Add Various Zip-Related Types and Operations
- Proposal: SE-NNNN
- Authors: Dennis Vennink
- Review Manager: To be determined
- Implementation: dennisvennink/bdf3c52ae1d9a3750ec3507ab3262921
- Previous Discussions: 1, 2, 3
- Status: Awaiting implementation
Introduction
This proposal adds various zip-related types and operations to the standard library.
Motivation
In functional programming, zip and unzip are irreplaceable operations. zip maps an n-tuple of sequences to a sequence of n-tuples. It exhausts the input sequences up to the length of either the shortest or the longest sequence. In the case of shortest sequence exhaustion, all mapped elements have a value, but the rest of the elements of the longer sequences are not included. In the case of longest sequence exhaustion, the latter elements of the shorter sequences in the n-tuples have no value, but all elements are included. unzip is the inverse of zip; it maps a sequence of n-tuples to an n-tuple of sequences.
Currently, the standard library only contains the generic function zip(_:_:) that takes two Sequence parameters and returns a Sequence of 2-tuples using shortest sequence exhaustion. An operation using longest sequence exhaustion is oft-requested on the mailing lists and forums. An unzip operation complements both and completes the zip-related API for 2-tuples.
Proposed Solution
This proposal adds: the generic namespace Zip containing the types ShortestSequence and LongestSequence, the generic function zipLongest(_:_:), the method extension unzip() on Sequence where Element is equal to 2-tuples and the typealiases Zip2Sequence and Zip2Iterator.
Detailed Design
A new generic namespace Zip is introduced:
public struct Zip <Sequence1: Sequence, Sequence2: Sequence> { ... }
Zip contains two optimised Sequence types.

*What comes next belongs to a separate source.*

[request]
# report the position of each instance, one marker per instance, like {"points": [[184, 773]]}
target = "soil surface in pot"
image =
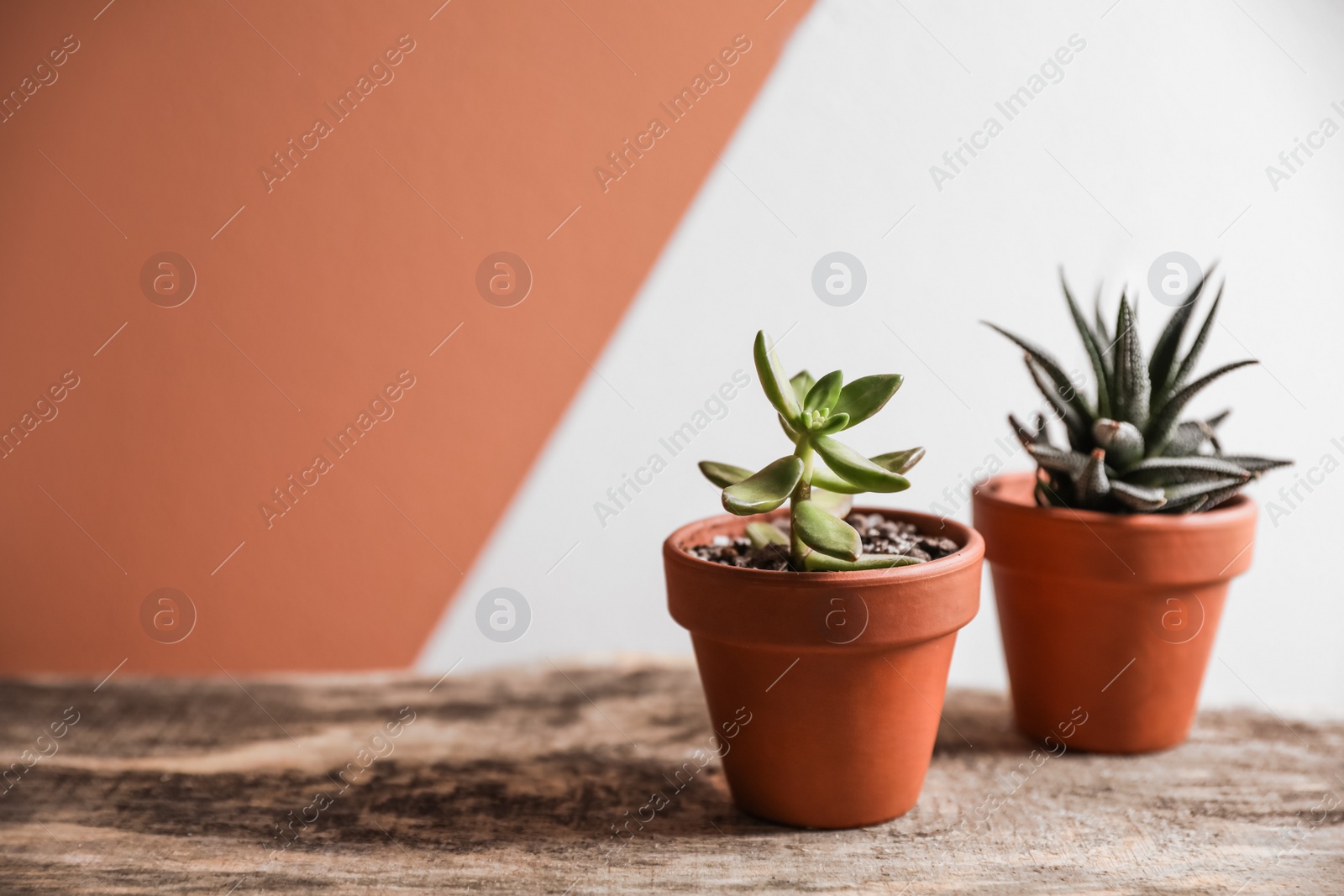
{"points": [[879, 537]]}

The first is ShortestSequence (which is almost identical to Zip2Sequence):
public struct ShortestSequence: Sequence {
internal let sequence1: Sequence1
internal let sequence2: Sequence2
internal init (_ sequence1: Sequence1, _ sequence2: Sequence2) {
(self.sequence1, self.sequence2) = (sequence1, sequence2)
}
public struct Iterator: IteratorProtocol {
internal var iterator1: Sequence1.Iterator
internal var iterator2: Sequence2.Iterator
internal var reachedEnd = false
internal init (_ iterator1: Sequence1.Iterator, _ iterator2: Sequence2.Iterator) {
(self.iterator1, self.iterator2) = (iterator1, iterator2)
}
public mutating func next() -> (Sequence1.Iterator.Element, Sequence2.Iterator.Element)? {
if self.reachedEnd {
return nil
}
guard let element1 = self.iterator1.next(), let element2 = self.iterator2.next() else {
self.reachedEnd.toggle()
return nil
}
return (element1, element2)
}
}
public func makeIterator () -> Iterator {
return Iterator(self.sequence1.makeIterator(), self.sequence2.makeIterator())
}
}
And LongestSequence, which is a new type capable of longest sequence exhaustion:
public struct LongestSequence: Sequence {
internal let sequence1: Sequence1
internal let sequence2: Sequence2
internal init (_ sequence1: Sequence1, _ sequence2: Sequence2) {
(self.sequence1, self.sequence2) = (sequence1, sequence2)
}
public struct Iterator: IteratorProtocol {
internal var iterator1: Sequence1.Iterator
internal var iterator2: Sequence2.Iterator
internal var reachedEnd = false
internal init (_ iterator1: Sequence1.Iterator, _ iterator2: Sequence2.Iterator) {
(self.iterator1, self.iterator2) = (iterator1, iterator2)
}
public mutating func next() -> (Sequence1.Iterator.Element?, Sequence2.Iterator.Element?)? {
if self.reachedEnd {
return nil
}
let element1 = self.iterator1.next()
let element2 = self.iterator2.next()
if element1 == nil && element2 == nil {
self.reachedEnd.toggle()
return nil
}
return (element1, element2)
}
}
public func makeIterator () -> Iterator {
return Iterator(self.sequence1.makeIterator(), self.sequence2.makeIterator())
}
}
zip(_:_:) will now return a ShortestSequence:
public func zip <Sequence1: Sequence, Sequence2: Sequence> (_ sequence1: Sequence1, _ sequence2: Sequence2) -> Zip<Sequence1, Sequence2>.ShortestSequence {
return Zip.ShortestSequence(sequence1, sequence2)
}
zipLongest(_:_:) is a new generic function that returns a LongestSequence:
public func zipLongest <Sequence1: Sequence, Sequence2: Sequence> (_ sequence1: Sequence1, _ sequence2: Sequence2) -> Zip<Sequence1, Sequence2>.LongestSequence {
return Zip.LongestSequence(sequence1, sequence2)
}
Finally, unzip() is an extension on Sequence where Element is equal to 2-tuples:
extension Sequence {
public func unzip <Type1, Type2> () -> ([Type1], [Type2]) where Self.Element == (Type1, Type2) {
return self.reduce(into: ([Type1](), [Type2]())) { (result, element) in
result.0.append(element.0)
result.1.append(element.1)
}
}
}
Source Compatibility
To prevent code breakage, typealiases for Zip2Sequence and Zip2Iterator will be redirected to Zip.ShortestSequence and Zip.ShortestSequence.Iterator, respectively:
@available(*, deprecated, renamed: "Zip.ShortestSequence")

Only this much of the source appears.